I just got back from a fascinating one-day workshop on “Data and Code Sharing in Computational Sciences” that was organized by Victoria Stodden of the Yale Internet Society Project. The workshop had a wide-ranging collection of contributors including representatives of the computational and data-driven science communities (everything from Astronomy, and Applied Math to Theoretical Chemistry and Bioinformatics), intellectual property lawyers, the publishing industry (Nature Publishing Group and Seed Media, but no society journals), foundations, funding agencies, and the open access community. The general recommendations of the workshop are going to be closely aligned with open science suggestions, as any meaningful definition of reproducibility requires public access to the code and data.
There were some fascinating debates at the workshop on foundational issues; What does reproducibility mean? How stringent of a reproducibility test should be required of scientific work? Reproducible by whom? Should resolution of reproducibility problems be required for publication? What are good roles for journals and funding agencies in encouraging reproducible research? Can we agree on a set of reproducible science guidelines which we can encourage our colleagues and scientific communities to take up?
Each of the attendees was asked to prepare a thought piece on the subject, and I’ll be breaking mine down into a couple of single-topic posts in the next few days / weeks.
The topics are roughly:
- Being Scientific: Fasifiability, Verifiability, Empirical Tests, and Reproducibility
- Barriers to Computational Reproducibility
- Data vs. Code vs. Papers (they aren’t the same)
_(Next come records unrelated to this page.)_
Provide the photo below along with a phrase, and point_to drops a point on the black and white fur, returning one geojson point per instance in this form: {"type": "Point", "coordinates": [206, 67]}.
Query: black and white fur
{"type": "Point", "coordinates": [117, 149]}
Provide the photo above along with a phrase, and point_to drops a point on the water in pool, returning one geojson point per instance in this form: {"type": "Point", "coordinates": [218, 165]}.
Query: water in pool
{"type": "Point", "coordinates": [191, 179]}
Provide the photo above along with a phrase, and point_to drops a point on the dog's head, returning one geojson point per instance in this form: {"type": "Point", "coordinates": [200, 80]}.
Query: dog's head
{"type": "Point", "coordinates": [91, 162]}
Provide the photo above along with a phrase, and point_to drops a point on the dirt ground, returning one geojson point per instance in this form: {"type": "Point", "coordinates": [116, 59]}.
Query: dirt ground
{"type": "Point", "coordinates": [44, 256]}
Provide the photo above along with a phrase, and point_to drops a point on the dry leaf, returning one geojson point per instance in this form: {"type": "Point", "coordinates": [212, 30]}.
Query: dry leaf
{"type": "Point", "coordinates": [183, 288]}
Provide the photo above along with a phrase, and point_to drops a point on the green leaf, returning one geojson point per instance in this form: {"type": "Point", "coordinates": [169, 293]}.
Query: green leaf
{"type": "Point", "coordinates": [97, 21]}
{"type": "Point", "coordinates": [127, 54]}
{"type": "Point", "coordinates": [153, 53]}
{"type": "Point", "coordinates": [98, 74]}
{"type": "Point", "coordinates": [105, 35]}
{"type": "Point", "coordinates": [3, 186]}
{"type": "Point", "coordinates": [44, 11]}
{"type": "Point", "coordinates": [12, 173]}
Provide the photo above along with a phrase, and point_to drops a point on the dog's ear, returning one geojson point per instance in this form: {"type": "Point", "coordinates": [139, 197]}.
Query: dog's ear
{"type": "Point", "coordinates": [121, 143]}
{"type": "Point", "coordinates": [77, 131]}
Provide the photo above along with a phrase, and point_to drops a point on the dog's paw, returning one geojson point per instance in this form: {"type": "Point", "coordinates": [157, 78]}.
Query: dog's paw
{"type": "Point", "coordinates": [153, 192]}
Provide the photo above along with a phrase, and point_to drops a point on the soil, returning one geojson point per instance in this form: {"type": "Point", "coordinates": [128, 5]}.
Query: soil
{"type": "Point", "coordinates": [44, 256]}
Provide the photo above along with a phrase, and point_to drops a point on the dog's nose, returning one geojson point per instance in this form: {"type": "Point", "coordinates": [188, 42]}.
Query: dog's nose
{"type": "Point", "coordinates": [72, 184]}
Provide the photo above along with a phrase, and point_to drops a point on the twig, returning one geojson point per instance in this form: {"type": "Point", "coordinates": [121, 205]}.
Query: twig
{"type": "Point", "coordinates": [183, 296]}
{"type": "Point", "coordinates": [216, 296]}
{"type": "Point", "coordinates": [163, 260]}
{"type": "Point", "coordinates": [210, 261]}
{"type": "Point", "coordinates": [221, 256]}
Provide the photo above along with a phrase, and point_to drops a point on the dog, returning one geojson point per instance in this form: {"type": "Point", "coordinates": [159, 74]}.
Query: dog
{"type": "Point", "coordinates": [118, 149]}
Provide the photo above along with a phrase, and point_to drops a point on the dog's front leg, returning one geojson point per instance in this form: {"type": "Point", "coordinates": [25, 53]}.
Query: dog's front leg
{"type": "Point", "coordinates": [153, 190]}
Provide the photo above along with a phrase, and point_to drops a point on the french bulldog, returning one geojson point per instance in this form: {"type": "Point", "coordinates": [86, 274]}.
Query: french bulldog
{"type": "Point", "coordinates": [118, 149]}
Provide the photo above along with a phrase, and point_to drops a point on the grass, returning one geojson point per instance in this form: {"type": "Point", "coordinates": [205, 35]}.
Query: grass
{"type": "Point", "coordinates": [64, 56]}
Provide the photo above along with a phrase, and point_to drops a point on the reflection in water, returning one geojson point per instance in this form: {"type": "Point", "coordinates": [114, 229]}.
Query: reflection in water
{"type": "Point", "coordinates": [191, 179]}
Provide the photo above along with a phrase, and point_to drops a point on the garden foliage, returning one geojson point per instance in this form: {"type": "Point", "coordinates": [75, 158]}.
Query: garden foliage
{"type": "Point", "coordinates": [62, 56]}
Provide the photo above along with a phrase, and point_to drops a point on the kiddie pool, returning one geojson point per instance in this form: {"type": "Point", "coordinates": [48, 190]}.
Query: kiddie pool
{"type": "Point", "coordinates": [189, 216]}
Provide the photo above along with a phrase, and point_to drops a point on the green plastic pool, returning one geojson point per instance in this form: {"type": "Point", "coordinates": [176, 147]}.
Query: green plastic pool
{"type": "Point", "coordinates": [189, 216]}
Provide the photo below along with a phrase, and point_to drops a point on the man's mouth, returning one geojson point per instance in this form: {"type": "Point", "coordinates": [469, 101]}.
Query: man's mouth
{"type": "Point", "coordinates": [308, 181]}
- Simple ideas to increase openness and reproducibility
Before I jump in with the first piece, I thought it would be helpful to jot down a minimal idea about science that most of us can agree on, which is “Scientific theories should be universal”. That is, multiple independent scientists should be able to subject these theories to similar tests in different locations, on different equipment, and at different times and get similar answers. Reproducibility of scientific observations is therefore going to be required for scientific universality. Once we agree on this, we can start to figure out what reproducibility really means.